Did Hatchet-for-Hire stop at falsely arresting me? No, no, NO. When she found out that I will not knuckle under, she began scheming to cause my death in one of the most gruesome ways imaginable. She knew that in 1980 I had had thyroid surgery in Chapel Hill, NC, and that metal surgical staples were placed in my neck instead of absorbable surgical sutures to stop profuse bleeding. That was before MRIs were invented. Knowing that, Hatchet for Hire began pushing for a brain MRI as a condition of my bond. That, God forbade, would have cause the powerful magnetic field to violently pull the metal staples out of my neck and tear arteries, veins, nerves, and other structures in the process.
Did she stop after I bonded out and later, thank God and WITHOUT A LAWYER did for myself what Murdaugh’s team could not do for him: prevent a jury from returning a wrongful conviction? No, no, NO. Instead of dismissing the false case against me or giving me the speedy retrial for which I was pushing, Hatchet-for-Hire actually filed a motion to find me, ME, who dazzled judges with my brilliance, mentally incompetent to continue representing myself, and get this, because of the thyroid surgery I had in 1980.
That is all in OFFICIAL transcripts.
As is the fact that Heather Weiss LIED to Judge Clifton Newman about that Corey/Cory Curry’s criminal record after Weiss had listed Curry as one of her witness but declined to call him and I wanted him as a hostile witness in my defense.

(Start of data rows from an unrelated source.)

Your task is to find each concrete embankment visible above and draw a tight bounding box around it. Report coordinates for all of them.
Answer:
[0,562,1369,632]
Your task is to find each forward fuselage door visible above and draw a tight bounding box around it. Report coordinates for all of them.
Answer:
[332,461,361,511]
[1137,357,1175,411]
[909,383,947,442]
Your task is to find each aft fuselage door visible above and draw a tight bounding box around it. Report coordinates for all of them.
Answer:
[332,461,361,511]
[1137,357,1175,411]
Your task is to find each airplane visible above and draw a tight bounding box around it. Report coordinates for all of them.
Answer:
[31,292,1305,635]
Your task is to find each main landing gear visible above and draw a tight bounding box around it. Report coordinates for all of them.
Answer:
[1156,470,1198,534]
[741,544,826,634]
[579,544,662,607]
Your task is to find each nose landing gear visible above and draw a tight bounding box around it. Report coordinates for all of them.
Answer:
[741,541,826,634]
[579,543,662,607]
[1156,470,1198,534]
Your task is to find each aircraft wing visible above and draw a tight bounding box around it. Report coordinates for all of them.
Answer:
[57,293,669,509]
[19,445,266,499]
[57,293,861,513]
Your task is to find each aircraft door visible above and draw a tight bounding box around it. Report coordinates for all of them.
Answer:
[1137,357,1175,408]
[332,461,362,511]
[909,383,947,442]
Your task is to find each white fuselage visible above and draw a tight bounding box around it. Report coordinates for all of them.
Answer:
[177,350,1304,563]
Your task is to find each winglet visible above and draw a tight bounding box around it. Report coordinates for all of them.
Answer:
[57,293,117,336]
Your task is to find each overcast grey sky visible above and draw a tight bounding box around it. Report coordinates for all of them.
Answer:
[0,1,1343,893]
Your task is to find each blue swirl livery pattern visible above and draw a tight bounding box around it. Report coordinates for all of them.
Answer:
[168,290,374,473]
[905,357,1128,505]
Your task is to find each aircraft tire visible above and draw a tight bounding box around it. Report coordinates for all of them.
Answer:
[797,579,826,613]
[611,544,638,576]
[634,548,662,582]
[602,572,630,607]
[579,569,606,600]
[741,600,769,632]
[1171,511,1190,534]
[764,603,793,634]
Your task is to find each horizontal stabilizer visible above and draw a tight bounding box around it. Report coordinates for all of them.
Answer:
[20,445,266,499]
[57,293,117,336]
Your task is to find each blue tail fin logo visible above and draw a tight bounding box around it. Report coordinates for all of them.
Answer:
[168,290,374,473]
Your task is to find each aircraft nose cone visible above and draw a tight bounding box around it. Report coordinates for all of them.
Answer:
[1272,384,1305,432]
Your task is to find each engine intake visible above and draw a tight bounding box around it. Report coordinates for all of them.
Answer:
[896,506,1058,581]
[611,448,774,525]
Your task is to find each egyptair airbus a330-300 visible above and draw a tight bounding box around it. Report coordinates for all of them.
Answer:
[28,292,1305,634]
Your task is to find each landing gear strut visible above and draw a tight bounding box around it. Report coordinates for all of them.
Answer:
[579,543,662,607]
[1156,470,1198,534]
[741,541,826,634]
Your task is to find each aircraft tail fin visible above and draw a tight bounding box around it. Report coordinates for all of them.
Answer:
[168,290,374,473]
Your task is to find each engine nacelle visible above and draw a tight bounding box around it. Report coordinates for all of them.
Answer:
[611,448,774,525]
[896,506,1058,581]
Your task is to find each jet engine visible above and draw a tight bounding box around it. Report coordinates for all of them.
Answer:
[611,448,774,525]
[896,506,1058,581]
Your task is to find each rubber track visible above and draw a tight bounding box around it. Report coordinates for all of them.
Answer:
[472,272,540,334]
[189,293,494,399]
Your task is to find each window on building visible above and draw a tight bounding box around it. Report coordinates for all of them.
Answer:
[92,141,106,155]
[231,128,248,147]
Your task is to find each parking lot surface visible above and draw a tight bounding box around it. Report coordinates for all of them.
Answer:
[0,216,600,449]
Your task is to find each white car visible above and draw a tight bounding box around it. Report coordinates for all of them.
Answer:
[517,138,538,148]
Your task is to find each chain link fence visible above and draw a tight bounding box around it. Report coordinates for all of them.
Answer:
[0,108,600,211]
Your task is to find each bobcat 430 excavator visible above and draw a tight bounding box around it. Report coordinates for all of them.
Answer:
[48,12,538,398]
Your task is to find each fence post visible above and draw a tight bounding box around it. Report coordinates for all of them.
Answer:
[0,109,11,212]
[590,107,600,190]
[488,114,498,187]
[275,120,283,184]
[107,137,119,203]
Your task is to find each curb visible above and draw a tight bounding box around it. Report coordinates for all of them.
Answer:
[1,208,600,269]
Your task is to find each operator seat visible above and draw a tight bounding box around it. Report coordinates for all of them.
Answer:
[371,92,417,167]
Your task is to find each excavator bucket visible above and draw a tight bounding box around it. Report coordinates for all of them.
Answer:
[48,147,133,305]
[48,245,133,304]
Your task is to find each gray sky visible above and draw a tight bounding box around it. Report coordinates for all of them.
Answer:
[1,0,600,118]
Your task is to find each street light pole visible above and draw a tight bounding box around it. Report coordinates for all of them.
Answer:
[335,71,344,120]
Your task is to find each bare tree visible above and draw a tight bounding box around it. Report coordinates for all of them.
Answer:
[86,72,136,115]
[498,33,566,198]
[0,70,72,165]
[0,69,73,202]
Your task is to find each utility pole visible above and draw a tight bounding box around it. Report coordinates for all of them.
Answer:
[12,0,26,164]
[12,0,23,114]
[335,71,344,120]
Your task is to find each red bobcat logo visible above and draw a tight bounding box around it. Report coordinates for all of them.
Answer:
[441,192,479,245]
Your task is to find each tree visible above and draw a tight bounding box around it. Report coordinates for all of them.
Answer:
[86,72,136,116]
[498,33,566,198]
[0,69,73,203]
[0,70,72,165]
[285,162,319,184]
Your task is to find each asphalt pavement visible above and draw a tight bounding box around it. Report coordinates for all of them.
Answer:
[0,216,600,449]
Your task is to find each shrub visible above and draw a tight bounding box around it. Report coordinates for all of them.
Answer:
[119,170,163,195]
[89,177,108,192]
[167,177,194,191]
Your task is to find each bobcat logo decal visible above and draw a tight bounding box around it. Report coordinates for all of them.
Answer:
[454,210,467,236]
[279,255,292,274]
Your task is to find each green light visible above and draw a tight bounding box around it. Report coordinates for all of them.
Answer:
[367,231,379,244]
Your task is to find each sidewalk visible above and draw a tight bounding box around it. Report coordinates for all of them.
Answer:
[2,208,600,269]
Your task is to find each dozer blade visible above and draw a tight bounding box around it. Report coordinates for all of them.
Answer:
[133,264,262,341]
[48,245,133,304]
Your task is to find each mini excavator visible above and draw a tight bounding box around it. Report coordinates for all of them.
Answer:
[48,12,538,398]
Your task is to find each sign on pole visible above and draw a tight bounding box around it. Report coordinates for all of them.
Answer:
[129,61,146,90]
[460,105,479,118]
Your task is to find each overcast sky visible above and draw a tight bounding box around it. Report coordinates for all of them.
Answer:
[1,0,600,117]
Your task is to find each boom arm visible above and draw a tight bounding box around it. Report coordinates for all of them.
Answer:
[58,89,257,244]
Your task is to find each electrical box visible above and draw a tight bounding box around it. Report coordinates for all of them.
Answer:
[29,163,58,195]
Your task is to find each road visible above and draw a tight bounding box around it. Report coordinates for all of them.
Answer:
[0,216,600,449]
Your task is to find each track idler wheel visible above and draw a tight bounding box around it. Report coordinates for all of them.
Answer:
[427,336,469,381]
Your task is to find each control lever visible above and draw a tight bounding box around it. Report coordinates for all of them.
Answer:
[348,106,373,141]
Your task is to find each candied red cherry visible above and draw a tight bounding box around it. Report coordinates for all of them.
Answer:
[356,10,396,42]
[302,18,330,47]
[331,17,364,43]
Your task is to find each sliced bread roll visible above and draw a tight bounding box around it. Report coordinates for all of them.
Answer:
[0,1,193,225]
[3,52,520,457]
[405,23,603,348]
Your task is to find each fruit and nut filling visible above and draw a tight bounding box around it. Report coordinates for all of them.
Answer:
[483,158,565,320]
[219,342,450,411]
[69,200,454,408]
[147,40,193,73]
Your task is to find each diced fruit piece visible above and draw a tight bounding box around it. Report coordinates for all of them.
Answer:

Hatchet-for-Hire Heather Weiss suborned 365 perjuries from one of the false witnesses against me. Yet, not John Meadors, not Alan Wilson, not Clifton Newman, not John Kittredge, not anyone does anything about it after being provided with the annotated transcript OBJECTIVELY proving those perjuries and subornation.
Well, the other “great” lawyers Laurie Taylor and Shaun Kent are provided with a copy of this comment and that annotated transcript; and they owe it to their clients, if not to me or to the honor of the profession, to bring Heather Weiss’ past unethical conduct to light.